Deportivo Pereira Femenino
- Nickname(s): Las Matecañas (The Matecañas)
- Founded: 2017; 8 years ago
- Ground: Estadio Hernán Ramírez Villegas
- Capacity: 30,297
- Chairman: Álvaro López Bedoya
- Manager: Carlos Ariel Osorio
- League: Colombian Women's Football League
- 2024: Women's League, 13th of 15
- Website: http://www.deportivopereira.com.co/
| Home colours | Away colours | Third colours |

= Deportivo Pereira (women) =

Colombian women's football club

Deportivo Pereira Femenino is a professional Colombian women's football team based in Pereira, that currently plays in the Colombian Women's Football League. It is the women's football section of Deportivo Pereira.
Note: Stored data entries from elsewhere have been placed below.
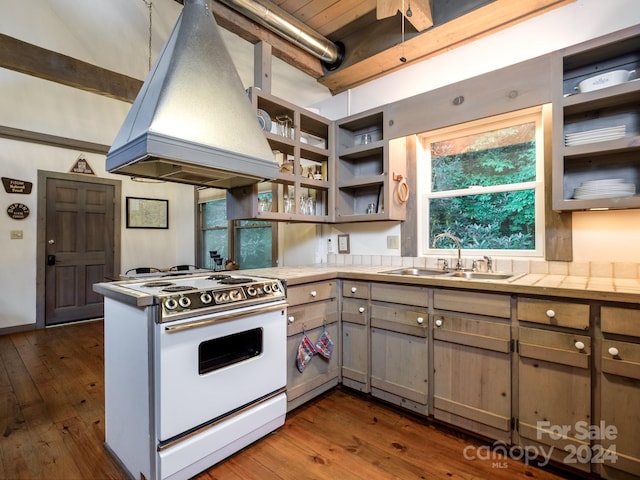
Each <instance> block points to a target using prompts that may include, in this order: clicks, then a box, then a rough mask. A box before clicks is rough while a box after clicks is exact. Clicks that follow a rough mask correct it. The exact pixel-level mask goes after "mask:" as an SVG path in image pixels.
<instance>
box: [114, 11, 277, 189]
mask: <svg viewBox="0 0 640 480" xmlns="http://www.w3.org/2000/svg"><path fill="white" fill-rule="evenodd" d="M106 170H107V171H109V172H111V173H119V174H123V175H130V176H140V177H146V178H158V179H162V180H166V181H173V182H179V183H188V184H192V185H199V186H213V187H218V188H233V187H236V186H243V185H248V184H252V183H256V182H259V181H261V180H266V179H273V178H275V177H276V176H277V175H278V164H277V163H276V162H275V160H274V158H273V153H272V152H271V148H270V147H269V144H268V142H267V139H266V136H265V134H264V132H263V131H262V129H261V128H260V126H259V124H258V120H257V117H256V113H255V111H254V110H253V107H252V106H251V103H250V101H249V99H248V97H247V95H246V93H245V91H244V87H243V86H242V82H241V80H240V78H239V76H238V74H237V72H236V70H235V67H234V65H233V62H232V60H231V57H230V55H229V54H228V52H227V50H226V47H225V45H224V42H223V40H222V37H221V36H220V34H219V32H218V27H217V25H216V22H215V19H214V18H213V14H212V13H211V10H210V8H209V1H208V0H185V4H184V8H183V10H182V12H181V14H180V17H179V18H178V21H177V22H176V25H175V27H174V29H173V31H172V33H171V35H170V36H169V39H168V40H167V42H166V44H165V46H164V47H163V50H162V52H161V53H160V56H159V57H158V59H157V60H156V63H155V65H154V67H153V69H152V71H151V73H150V74H149V76H148V77H147V79H146V80H145V82H144V84H143V86H142V88H141V90H140V92H139V93H138V96H137V97H136V100H135V101H134V103H133V106H132V107H131V110H130V111H129V113H128V115H127V117H126V119H125V121H124V123H123V125H122V127H121V129H120V131H119V133H118V135H117V136H116V138H115V140H114V143H113V145H112V146H111V149H110V150H109V152H108V154H107V158H106Z"/></svg>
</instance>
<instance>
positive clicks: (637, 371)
mask: <svg viewBox="0 0 640 480" xmlns="http://www.w3.org/2000/svg"><path fill="white" fill-rule="evenodd" d="M602 371H603V372H604V373H611V374H613V375H618V376H621V377H628V378H635V379H636V380H640V344H637V343H629V342H620V341H617V340H605V341H604V342H602Z"/></svg>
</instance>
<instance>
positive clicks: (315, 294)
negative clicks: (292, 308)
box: [287, 281, 338, 306]
mask: <svg viewBox="0 0 640 480" xmlns="http://www.w3.org/2000/svg"><path fill="white" fill-rule="evenodd" d="M337 293H338V287H337V283H336V282H335V281H332V282H316V283H305V284H304V285H296V286H293V287H289V288H287V302H288V303H289V306H294V305H301V304H304V303H310V302H319V301H321V300H327V299H329V298H335V297H336V296H337Z"/></svg>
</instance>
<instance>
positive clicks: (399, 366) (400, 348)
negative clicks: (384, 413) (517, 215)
mask: <svg viewBox="0 0 640 480" xmlns="http://www.w3.org/2000/svg"><path fill="white" fill-rule="evenodd" d="M428 364H429V360H428V347H427V338H426V336H423V337H416V336H413V335H407V334H405V333H401V332H395V331H391V330H385V329H382V328H375V327H374V328H371V394H372V395H373V396H375V397H379V398H381V399H383V400H386V401H389V402H391V403H394V404H396V405H399V406H401V407H404V408H407V409H409V410H413V411H415V412H417V413H420V414H423V415H427V414H428V410H427V403H428V402H427V400H428V396H429V389H428V386H429V385H428V377H429V372H428V370H427V369H428Z"/></svg>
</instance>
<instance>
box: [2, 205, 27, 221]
mask: <svg viewBox="0 0 640 480" xmlns="http://www.w3.org/2000/svg"><path fill="white" fill-rule="evenodd" d="M7 215H9V216H10V217H11V218H13V219H14V220H24V219H25V218H27V217H28V216H29V207H27V206H26V205H25V204H24V203H12V204H11V205H9V206H8V207H7Z"/></svg>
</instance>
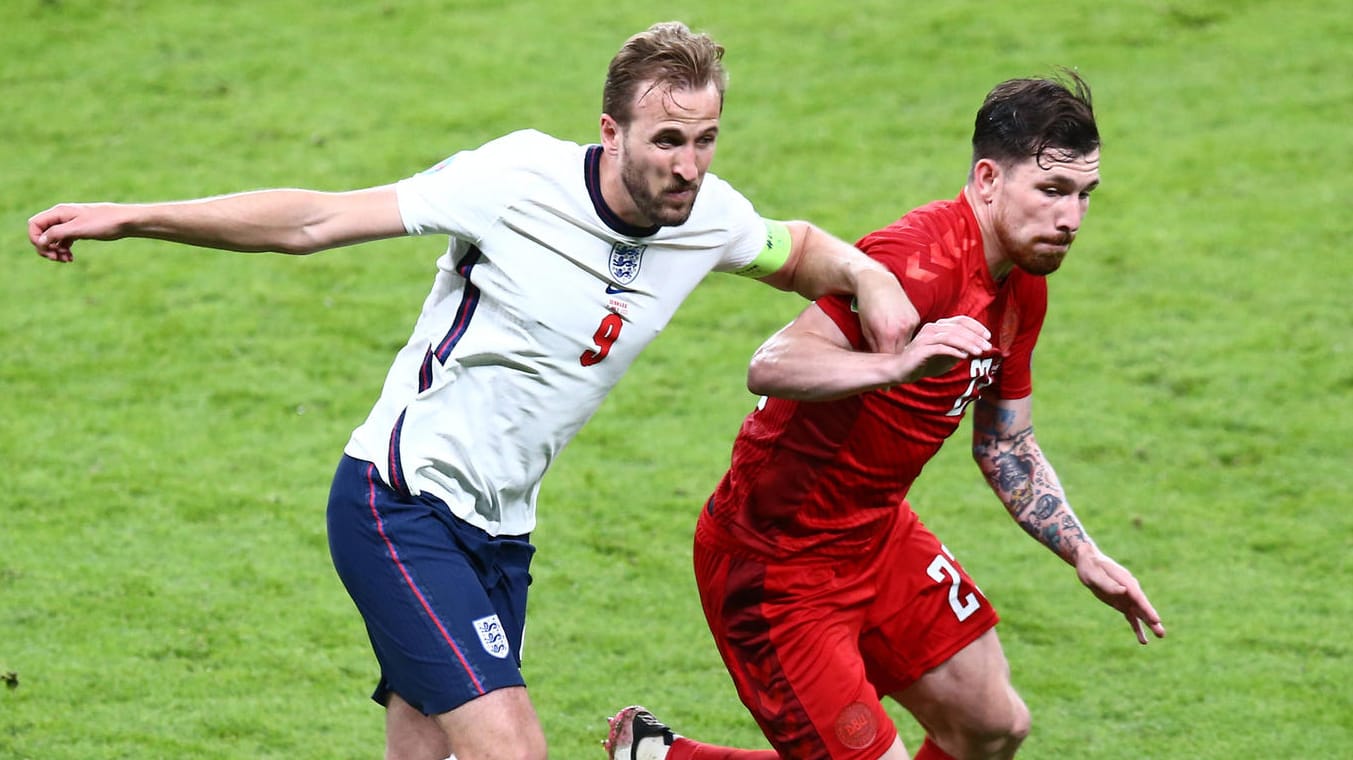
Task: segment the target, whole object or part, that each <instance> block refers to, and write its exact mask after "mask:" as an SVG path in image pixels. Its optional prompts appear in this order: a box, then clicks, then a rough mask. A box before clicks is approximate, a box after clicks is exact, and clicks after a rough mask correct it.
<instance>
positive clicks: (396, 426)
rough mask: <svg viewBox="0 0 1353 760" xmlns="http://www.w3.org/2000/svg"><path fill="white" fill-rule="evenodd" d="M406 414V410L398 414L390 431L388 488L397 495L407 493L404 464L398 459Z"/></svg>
mask: <svg viewBox="0 0 1353 760" xmlns="http://www.w3.org/2000/svg"><path fill="white" fill-rule="evenodd" d="M406 414H409V410H407V408H405V411H402V412H399V419H396V421H395V426H394V427H391V429H390V462H388V468H390V487H391V488H394V490H395V491H396V492H399V494H407V492H409V484H407V483H405V464H403V461H402V460H400V457H399V434H400V433H402V431H403V427H405V415H406Z"/></svg>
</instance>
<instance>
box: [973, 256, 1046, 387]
mask: <svg viewBox="0 0 1353 760" xmlns="http://www.w3.org/2000/svg"><path fill="white" fill-rule="evenodd" d="M1011 276H1012V277H1017V280H1016V281H1013V283H1011V287H1013V288H1015V292H1013V293H1012V296H1013V298H1012V299H1011V300H1012V303H1011V304H1009V306H1007V307H1005V314H1004V318H1003V320H1001V322H1003V323H1001V334H1000V335H997V341H999V343H1000V345H1001V346H1003V353H1004V354H1005V358H1004V360H1003V361H1001V371H1000V372H997V373H996V381H994V383H992V385H990V387H989V388H986V391H985V392H984V394H982V395H984V396H988V398H992V399H1023V398H1024V396H1027V395H1030V394H1032V392H1034V377H1032V357H1034V345H1035V343H1036V342H1038V334H1039V331H1042V329H1043V318H1045V316H1046V315H1047V279H1046V277H1036V276H1032V275H1023V273H1012V275H1011ZM1007 330H1008V331H1009V333H1011V334H1009V335H1007V334H1005V333H1007ZM1007 345H1008V346H1009V348H1004V346H1007Z"/></svg>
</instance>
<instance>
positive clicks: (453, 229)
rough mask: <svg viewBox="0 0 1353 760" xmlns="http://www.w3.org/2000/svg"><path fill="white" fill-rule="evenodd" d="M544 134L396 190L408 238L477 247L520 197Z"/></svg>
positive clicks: (445, 168) (451, 163)
mask: <svg viewBox="0 0 1353 760" xmlns="http://www.w3.org/2000/svg"><path fill="white" fill-rule="evenodd" d="M548 139H549V138H547V137H545V135H544V134H540V133H529V131H522V133H513V134H510V135H506V137H502V138H499V139H495V141H492V142H488V143H484V145H483V146H480V147H476V149H474V150H463V151H460V153H456V154H453V156H451V157H449V158H446V160H445V161H441V162H440V164H437V165H436V166H432V168H430V169H426V170H423V172H419V173H418V174H414V176H413V177H407V179H405V180H400V181H399V183H396V184H395V195H396V197H398V200H399V215H400V218H402V219H403V223H405V231H407V233H409V234H410V235H429V234H446V235H453V237H457V238H463V239H468V241H479V239H480V237H482V235H483V234H484V233H486V231H487V230H488V227H490V226H492V223H494V222H495V220H497V219H498V216H499V215H501V214H502V208H503V206H505V204H506V201H507V197H509V196H510V195H511V193H514V192H518V191H514V189H513V188H514V187H520V185H521V184H522V183H521V180H522V176H521V172H520V170H518V169H521V168H524V166H528V161H529V158H526V157H529V156H538V154H540V151H541V150H543V149H544V141H548Z"/></svg>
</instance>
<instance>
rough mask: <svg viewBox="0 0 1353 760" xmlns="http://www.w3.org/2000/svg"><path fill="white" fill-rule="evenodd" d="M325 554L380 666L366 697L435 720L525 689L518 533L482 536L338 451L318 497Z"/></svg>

They play their home games at the Hernán Ramírez Villegas stadium.

==History==
Deportivo Pereira Femenino was founded in 2017. After not playing in the 2020 and 2021 seasons, the club would return to competition in 2022, with a sports project that is set to last until at least 2025.

==Stadium==

Like their male counterpart, Deportivo Pereira Femenino play their home matches at Estadio Hernán Ramírez Villegas, with a capacity of 30,297 and opened in 1971.